PULM has completed stockholder approval for its merger with Cullgen Inc. and dramatically shifted from a pharmaceutical R&D company to what appears to be Cullgen's business model, evidenced by revenue surging 5,070% while R&D spending collapsed 99.5%.
The company has moved past a major milestone with stockholder approval secured in June 2025, leaving only regulatory approvals (Nasdaq listing and Chinese CSRC approval) before closing. This represents a fundamental business transformation that will completely change the company's operations and financial profile once completed.
The financial statements reveal a dramatic operational transformation, with revenue exploding from $153K to $7.9M (+5,070%) while R&D expenses virtually disappeared (down 99.5% to just $38K), indicating PULM has already begun operating under Cullgen's business model. However, this growth came with significantly higher SG&A costs (+161%) and substantial asset depletion, as total assets fell 58% primarily due to cash declining from $9.5M to $4.1M, suggesting significant cash burn during the transition period. The overall picture shows a company that has fundamentally changed its business operations ahead of the formal merger closing.

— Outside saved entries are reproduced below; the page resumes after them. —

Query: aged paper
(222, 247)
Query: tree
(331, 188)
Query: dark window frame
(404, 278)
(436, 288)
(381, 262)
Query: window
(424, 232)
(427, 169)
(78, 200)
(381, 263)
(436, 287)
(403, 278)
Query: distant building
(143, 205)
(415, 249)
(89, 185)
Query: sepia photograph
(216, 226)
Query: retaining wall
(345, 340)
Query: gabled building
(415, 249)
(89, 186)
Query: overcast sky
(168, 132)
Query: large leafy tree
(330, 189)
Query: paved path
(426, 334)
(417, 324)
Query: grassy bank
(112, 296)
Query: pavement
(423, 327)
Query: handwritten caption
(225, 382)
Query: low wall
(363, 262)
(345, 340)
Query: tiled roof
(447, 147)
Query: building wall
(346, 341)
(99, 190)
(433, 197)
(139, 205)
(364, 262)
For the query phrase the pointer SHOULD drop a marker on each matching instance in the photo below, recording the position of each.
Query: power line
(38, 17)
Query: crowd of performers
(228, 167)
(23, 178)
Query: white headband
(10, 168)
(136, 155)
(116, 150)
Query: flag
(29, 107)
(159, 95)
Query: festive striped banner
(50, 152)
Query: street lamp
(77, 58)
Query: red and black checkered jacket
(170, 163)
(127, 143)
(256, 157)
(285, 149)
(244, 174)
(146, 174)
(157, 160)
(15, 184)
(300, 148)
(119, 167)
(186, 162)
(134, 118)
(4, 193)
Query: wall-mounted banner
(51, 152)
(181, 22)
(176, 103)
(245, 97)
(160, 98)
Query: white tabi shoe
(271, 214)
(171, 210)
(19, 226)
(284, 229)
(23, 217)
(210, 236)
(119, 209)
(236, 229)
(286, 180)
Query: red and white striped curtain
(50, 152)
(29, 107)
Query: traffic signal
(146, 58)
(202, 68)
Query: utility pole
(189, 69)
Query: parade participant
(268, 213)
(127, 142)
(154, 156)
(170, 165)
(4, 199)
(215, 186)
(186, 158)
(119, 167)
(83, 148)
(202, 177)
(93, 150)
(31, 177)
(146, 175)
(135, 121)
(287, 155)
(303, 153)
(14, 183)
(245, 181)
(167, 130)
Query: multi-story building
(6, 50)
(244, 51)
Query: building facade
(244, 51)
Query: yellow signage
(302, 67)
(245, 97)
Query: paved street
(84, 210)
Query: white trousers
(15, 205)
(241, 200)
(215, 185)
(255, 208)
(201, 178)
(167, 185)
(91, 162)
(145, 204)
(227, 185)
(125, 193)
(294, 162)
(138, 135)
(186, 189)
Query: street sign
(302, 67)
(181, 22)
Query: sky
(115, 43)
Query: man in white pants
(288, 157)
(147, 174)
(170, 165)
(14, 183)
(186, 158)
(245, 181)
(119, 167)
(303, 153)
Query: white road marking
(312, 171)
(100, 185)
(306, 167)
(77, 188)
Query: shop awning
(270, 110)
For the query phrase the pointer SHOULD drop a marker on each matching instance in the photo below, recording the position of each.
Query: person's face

Strong top-line growth of 5069.9% — accelerating demand or successful expansion into new markets.
SG&A up 160.9% — significant increase in sales or administrative costs, monitor impact on operating leverage.
R&D spending cut 99.5% — could signal cost discipline or concerning reduction in innovation investment.

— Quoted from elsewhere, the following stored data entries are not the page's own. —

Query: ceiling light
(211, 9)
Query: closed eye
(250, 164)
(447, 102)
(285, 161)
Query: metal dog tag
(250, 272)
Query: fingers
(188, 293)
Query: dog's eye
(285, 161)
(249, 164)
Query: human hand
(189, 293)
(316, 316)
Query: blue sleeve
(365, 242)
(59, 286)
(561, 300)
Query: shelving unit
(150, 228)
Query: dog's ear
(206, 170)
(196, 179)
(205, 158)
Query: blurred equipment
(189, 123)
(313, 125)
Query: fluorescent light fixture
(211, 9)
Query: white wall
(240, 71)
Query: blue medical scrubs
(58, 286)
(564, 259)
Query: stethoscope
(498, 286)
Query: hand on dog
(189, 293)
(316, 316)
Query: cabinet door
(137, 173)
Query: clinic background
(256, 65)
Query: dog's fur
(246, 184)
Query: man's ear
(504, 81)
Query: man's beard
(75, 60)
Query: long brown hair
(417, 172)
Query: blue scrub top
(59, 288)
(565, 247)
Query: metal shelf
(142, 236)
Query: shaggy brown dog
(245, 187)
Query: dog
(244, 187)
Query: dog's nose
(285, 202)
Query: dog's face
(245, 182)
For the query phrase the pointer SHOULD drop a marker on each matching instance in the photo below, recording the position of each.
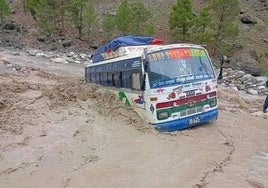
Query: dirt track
(58, 131)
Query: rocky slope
(249, 50)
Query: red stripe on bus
(185, 100)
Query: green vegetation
(123, 17)
(4, 10)
(82, 15)
(181, 19)
(214, 25)
(108, 26)
(134, 19)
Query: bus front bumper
(187, 122)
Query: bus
(173, 87)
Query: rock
(253, 92)
(9, 26)
(67, 44)
(58, 60)
(248, 20)
(41, 39)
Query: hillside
(249, 50)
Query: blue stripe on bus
(184, 123)
(122, 65)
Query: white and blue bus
(173, 87)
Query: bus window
(135, 81)
(117, 79)
(104, 80)
(126, 80)
(110, 79)
(97, 78)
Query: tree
(181, 19)
(108, 26)
(203, 29)
(140, 17)
(123, 17)
(89, 17)
(149, 29)
(82, 14)
(4, 10)
(225, 13)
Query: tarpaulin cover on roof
(124, 41)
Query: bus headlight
(162, 115)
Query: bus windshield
(178, 66)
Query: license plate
(194, 121)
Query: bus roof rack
(123, 45)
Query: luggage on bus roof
(124, 41)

Interest expense declined — debt repayment or refinancing at lower rates improving earnings quality.
Liabilities reduced 67% — deleveraging improves balance sheet strength and financial flexibility.
Current liabilities reduced — improved short-term financial position and working capital health.
Total assets contracted 58.4% — asset sales, write-downs, or balance sheet optimization underway.
Current assets declined 58.4% — monitor working capital adequacy and short-term liquidity.
Equity declined sharply — large losses, buybacks, or write-downs reducing book value significantly.
Cash declined 57.1% — significant cash burn or deployment; verify adequacy of remaining liquidity runway.
See what changed in your portfolio's filings
500+ US-listed companies analyzed. Language delta, financial analysis, instant signal scoring.